Verification. We have implemented key functionality from our verification procedure at Maude’s metalevel. A first transformation is applied to rewrite rules as described in the Symbolic rewrite rules paragraph of Sect. 5. This reduces the application of rules with unification to application with matching. Derivatives are computed based on matching and rewriting as described in Sect. 5. We also use Maude’s metalevel to achieve the following executions of our verification procedure:

  • for the first rl formula (the protocol’s specification): deriving it with respect to the protocol’s rules \(\mathcal {S}\), then applying the second formula as a circularity;

  • for the second rl formula (designated above as the “helper” formula): deriving it with respect to the protocol’s rules, then applying itself as a circularity.

By requiring that these two executions return success, Maude generates several proof obligations: essentially, that the condition for applying circularities holds (at line 4 in our verification procedure), and that the condition for returning success (line 3) also holds.

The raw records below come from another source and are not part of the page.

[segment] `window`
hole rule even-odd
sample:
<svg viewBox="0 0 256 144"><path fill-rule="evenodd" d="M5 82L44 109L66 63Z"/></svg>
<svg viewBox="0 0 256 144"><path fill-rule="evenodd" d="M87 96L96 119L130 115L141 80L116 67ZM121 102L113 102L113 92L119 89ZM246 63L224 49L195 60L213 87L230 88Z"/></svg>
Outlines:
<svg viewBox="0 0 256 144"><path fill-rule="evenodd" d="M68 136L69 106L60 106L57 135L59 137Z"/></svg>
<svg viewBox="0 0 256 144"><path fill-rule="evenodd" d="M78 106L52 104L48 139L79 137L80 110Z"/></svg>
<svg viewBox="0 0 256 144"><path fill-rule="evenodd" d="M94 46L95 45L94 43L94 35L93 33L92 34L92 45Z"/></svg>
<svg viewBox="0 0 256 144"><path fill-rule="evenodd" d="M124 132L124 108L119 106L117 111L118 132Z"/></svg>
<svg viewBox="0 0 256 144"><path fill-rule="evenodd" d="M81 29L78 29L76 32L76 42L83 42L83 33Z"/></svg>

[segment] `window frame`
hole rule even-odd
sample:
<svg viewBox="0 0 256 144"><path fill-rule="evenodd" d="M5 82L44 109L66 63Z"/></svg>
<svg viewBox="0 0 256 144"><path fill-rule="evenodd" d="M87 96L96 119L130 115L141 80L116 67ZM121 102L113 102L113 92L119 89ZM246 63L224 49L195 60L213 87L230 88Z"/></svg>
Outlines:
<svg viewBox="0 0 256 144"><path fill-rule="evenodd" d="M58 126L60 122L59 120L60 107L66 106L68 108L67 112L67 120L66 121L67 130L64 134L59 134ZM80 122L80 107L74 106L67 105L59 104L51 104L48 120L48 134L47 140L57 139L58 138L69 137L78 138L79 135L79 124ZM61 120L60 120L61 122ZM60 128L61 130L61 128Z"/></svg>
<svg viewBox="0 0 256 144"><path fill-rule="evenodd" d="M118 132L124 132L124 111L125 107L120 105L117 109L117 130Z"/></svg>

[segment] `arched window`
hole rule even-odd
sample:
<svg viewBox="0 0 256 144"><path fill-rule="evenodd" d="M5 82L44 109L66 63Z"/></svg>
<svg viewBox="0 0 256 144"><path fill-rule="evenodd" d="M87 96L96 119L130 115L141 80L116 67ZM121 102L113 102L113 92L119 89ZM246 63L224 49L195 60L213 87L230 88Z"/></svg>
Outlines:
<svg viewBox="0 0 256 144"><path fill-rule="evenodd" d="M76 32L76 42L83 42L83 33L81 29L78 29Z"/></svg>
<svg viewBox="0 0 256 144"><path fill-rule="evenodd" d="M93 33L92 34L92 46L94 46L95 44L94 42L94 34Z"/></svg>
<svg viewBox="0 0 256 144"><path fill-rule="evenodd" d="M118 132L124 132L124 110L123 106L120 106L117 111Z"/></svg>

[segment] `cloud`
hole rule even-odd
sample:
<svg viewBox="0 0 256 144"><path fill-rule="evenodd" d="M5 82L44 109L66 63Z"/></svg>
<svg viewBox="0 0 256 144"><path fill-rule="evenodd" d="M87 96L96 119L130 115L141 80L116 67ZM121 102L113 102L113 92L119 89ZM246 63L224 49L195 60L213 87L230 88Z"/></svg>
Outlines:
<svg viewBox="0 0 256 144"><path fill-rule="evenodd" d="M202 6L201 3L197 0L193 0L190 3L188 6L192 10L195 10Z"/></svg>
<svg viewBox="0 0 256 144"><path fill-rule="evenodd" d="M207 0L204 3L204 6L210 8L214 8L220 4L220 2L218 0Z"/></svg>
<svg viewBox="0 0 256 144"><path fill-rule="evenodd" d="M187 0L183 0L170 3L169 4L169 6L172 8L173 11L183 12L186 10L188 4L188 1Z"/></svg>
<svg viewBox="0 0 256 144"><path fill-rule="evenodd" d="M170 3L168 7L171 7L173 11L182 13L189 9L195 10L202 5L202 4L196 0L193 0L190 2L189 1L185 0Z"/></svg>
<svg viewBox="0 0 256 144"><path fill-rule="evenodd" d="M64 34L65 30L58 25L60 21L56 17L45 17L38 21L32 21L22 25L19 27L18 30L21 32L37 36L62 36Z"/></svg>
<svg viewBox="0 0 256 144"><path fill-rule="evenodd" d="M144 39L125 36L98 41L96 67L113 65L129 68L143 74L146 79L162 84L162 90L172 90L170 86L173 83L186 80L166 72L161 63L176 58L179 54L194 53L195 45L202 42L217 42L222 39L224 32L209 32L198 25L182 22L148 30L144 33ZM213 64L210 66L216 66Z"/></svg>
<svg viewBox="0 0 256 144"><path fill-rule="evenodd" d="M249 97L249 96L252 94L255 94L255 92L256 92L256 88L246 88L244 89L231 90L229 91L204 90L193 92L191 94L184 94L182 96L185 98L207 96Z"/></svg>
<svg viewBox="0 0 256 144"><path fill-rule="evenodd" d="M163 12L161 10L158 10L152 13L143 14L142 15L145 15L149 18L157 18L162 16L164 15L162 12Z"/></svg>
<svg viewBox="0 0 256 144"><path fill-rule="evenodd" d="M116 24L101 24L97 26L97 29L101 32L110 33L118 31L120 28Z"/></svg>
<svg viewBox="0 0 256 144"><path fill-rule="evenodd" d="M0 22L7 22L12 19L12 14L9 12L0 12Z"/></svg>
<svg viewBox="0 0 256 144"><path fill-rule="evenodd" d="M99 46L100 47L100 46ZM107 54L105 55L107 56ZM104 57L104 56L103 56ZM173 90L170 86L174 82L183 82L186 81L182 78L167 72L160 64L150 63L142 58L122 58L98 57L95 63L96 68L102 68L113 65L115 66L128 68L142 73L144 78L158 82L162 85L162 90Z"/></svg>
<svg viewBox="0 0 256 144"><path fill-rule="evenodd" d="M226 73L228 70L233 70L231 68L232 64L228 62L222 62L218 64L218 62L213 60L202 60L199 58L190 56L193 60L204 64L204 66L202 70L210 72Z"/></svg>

Several of those proof obligations are discharged automatically by simplification rules we included in Maude (e.g., that fol disjunction is commutative). The remaining ones are axioms satisfied by the assumed model for the various elements in our problem domain (e.g., lossy channels, files consisting on records, and natural numbers). For example, one proof obligation says that if all messages in a channel contain records from the fileToSend file, then by losing a message all the remaining messages satisfy the same property.

There are four such proof obligations left after automatic simplification. We have (manually) checked that they hold (in the assumed model for our problem domain). The trial-and-error process for finding the helper rl formula consisted in examining the generated proof obligations, and noting that some do not hold unless more information is added about the problem domain.

7 Conclusion and Future Work

In this paper we propose a procedure for verifying reachability properties on symbolic transition systems. While the reachability properties are stated as rl formulas, we allow symbolic transition systems to be described by either rl specifications or by rwl specifications. We prove that our procedure is sound. We show with a concrete example that our procedure works in practice.

The paper also contributes to establishing connections between rl and rwl. In [22] it is shown how rl specifications can be encoded as rwl theories. Here, we take an alternative approach, which consists in using rl as a property language for rwl. The proposed procedure adapted for rwl can be implemented in Maude, using reflection and the recently added support for sat checking and one-step rewriting modulo smt using the CVC4 library (http://cvc4.cs.nyu.edu/).

In terms of future work there are several directions to follow. First, starting from our prototype, we shall develop a tool in the Maude environment that will efficiently implement our procedure; we envision that the tool will generate proof obligations to be discharged by Maude’s inductive theorem prover itp [23]. We also intend to formalise in the Coq proof assistant our procedure and its soundness proof in order to be able not only to verify properties but also to generate certificates. Finally, we will use the extraction mechanism of Coq to obtain certified OCaml code for our procedure and use it as a reference implementation.